Darth Anonymous wrote on Feb 2
nd, 2014 at 12:23am:
Majmalphunktion, I have a lot of respect for you posting here and not writing the vault off like others. Your willingness to communicate with the DDO community here is what Jerry should of been doing all along. Just because we post some shitty things about Turbine does not mean we don't want the game to succeed. Some of us are just beaten down and disillusioned because we got ran through the Turbine blade one to many times. You get this. And yea I get your point with exploits but if it was not here it would be somewhere else. It's got to be convenient for you to know where to look for news of new exploits. I think everyone here realizes that that's part of why you come here even if it's usually unspoken. But even on the issue of exploits it seems like Turbine fails. I found one once and reported it and never got any feedback. The bug/exploit still is in the game. It was never fixed. Would I report another one. Not worth the trouble. Why should I give a fuck if Turbine don't give a fuck. Sometimes you get back what you put out. Turbine took my bug/exploit reporting as serious as the shit I grinded for on raids for several months that went missing from my account and was never resolved. Perhaps if Turbine actually thanked people for reporting bugs/exploits like several other games do and chose to reward them in some very small way then people would give a damn about reporting them. What is the upside to reporting a bug or exploit for the person that discovers it? What does a bug or exploit cost Turbine in real world dollars? Seems like it would be in Turbines financial interest to reward players who report bugs. But hey the bug reporting feature being broken is an issue to, eh. When Turbine Customer service treats you so shitty and fails to resolve problems in any meaningful way or tells you shit is your fault when you know it's not then it makes it easy to go over to the dark side of DDO I suppose. Perhaps when DDO customer service gives a fuck about your in-game items going missing and fails to make good on things like this, then maybe it makes it easy to take a little back from that which just took from you.

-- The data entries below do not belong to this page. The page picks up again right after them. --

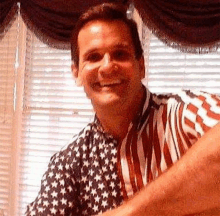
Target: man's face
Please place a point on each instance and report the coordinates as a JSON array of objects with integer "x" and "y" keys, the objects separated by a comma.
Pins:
[{"x": 108, "y": 69}]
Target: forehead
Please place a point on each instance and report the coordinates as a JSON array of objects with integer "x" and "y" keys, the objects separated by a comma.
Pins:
[{"x": 102, "y": 33}]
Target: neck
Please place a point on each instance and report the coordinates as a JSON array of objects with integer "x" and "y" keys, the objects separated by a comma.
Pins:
[{"x": 117, "y": 120}]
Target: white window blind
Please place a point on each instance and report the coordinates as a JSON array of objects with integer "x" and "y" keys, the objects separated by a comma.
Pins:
[
  {"x": 8, "y": 50},
  {"x": 54, "y": 110},
  {"x": 169, "y": 70}
]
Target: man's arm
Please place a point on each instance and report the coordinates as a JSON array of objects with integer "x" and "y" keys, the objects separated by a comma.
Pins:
[{"x": 190, "y": 186}]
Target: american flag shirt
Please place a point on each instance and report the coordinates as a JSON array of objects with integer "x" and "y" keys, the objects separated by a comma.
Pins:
[{"x": 95, "y": 173}]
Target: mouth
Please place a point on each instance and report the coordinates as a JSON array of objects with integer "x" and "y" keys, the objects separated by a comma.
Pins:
[{"x": 109, "y": 83}]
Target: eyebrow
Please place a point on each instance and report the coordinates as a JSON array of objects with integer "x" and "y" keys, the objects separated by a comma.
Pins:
[{"x": 121, "y": 45}]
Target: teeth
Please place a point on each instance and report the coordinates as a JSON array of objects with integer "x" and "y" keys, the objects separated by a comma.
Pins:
[{"x": 110, "y": 83}]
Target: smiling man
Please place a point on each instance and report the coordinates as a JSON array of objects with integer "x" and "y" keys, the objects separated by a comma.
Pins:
[{"x": 145, "y": 154}]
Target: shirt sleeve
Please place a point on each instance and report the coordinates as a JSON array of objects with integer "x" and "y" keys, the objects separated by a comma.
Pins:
[
  {"x": 58, "y": 193},
  {"x": 202, "y": 113}
]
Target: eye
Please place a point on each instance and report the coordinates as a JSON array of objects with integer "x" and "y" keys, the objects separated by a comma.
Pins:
[
  {"x": 93, "y": 57},
  {"x": 121, "y": 55}
]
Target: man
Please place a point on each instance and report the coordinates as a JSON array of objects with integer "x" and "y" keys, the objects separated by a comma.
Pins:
[{"x": 136, "y": 136}]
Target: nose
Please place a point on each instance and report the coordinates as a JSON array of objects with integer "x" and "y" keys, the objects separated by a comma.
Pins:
[{"x": 107, "y": 65}]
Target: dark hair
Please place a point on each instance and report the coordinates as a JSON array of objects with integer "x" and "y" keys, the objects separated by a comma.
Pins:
[{"x": 108, "y": 12}]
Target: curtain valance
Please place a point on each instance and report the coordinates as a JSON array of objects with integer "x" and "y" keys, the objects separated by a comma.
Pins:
[{"x": 189, "y": 25}]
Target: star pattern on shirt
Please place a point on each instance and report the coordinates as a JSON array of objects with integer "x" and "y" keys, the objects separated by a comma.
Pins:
[{"x": 82, "y": 178}]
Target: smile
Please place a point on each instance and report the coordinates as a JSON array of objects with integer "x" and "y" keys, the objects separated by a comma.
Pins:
[{"x": 109, "y": 83}]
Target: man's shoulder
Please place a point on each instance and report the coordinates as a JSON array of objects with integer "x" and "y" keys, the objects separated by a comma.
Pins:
[
  {"x": 76, "y": 144},
  {"x": 184, "y": 97}
]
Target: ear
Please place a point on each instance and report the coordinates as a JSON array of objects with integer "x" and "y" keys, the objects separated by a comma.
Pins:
[
  {"x": 75, "y": 73},
  {"x": 142, "y": 67}
]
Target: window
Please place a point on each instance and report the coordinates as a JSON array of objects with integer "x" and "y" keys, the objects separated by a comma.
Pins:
[
  {"x": 41, "y": 108},
  {"x": 169, "y": 69}
]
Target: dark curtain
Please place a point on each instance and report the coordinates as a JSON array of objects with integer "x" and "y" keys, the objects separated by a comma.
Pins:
[{"x": 189, "y": 25}]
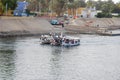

Absolutely 110% agree Scud. Have reported broken stuff and nothing happens. Your web reporting tool could get saved straight to the recycle bin for all we see.
MajMal - It would be nice if your orgn's actions supported your words.
We all understand that things go wrong from time to time, but:
(a) the quantum of noticeable, game breaking stuff that gets through is laughable. Especially the repeat ones. I worked in Finance software development for awhile and the tolerance for bugs was near enough to zero. I would hazard the code we worked with was just as convoluted (if not worse) as what you work with, so the excuses offered are wearing thin.
(b) if you don't like exploits, stop introducing them? Is an exploit the fault of the evil player, or the negligent coder/QA/dev that introduces it and then leaves it there on live? Hmmm - far easier on the ego to blame the player/user.
(c) knowing something is borked, it still gets through Lam, Live and a few patches. Some known issues are never fixed. And the in-game support is a joke. Not so much the individuals, but the Turbine approach. You know something is fucked up, so your CS team don't offer people solutions, reassurance, help or maybe something for the inconvenience - god no! Instead you either just close the ticket without talking to them or direct them to the never working in-game bug-reporting tool. Is that like the office in-joke for employee amusement?
So you have a web reporting tool - fix the in-game one if you are serious about squashing bugs.
Stop treating your customers like idiots/perps and start engendering some respect. That's the way to do business.
As Scud wisely suggested, get some of the clever exploiters to work for you and offer rewards for reporting it, instead of using it. Sometimes the carrot is better than stick.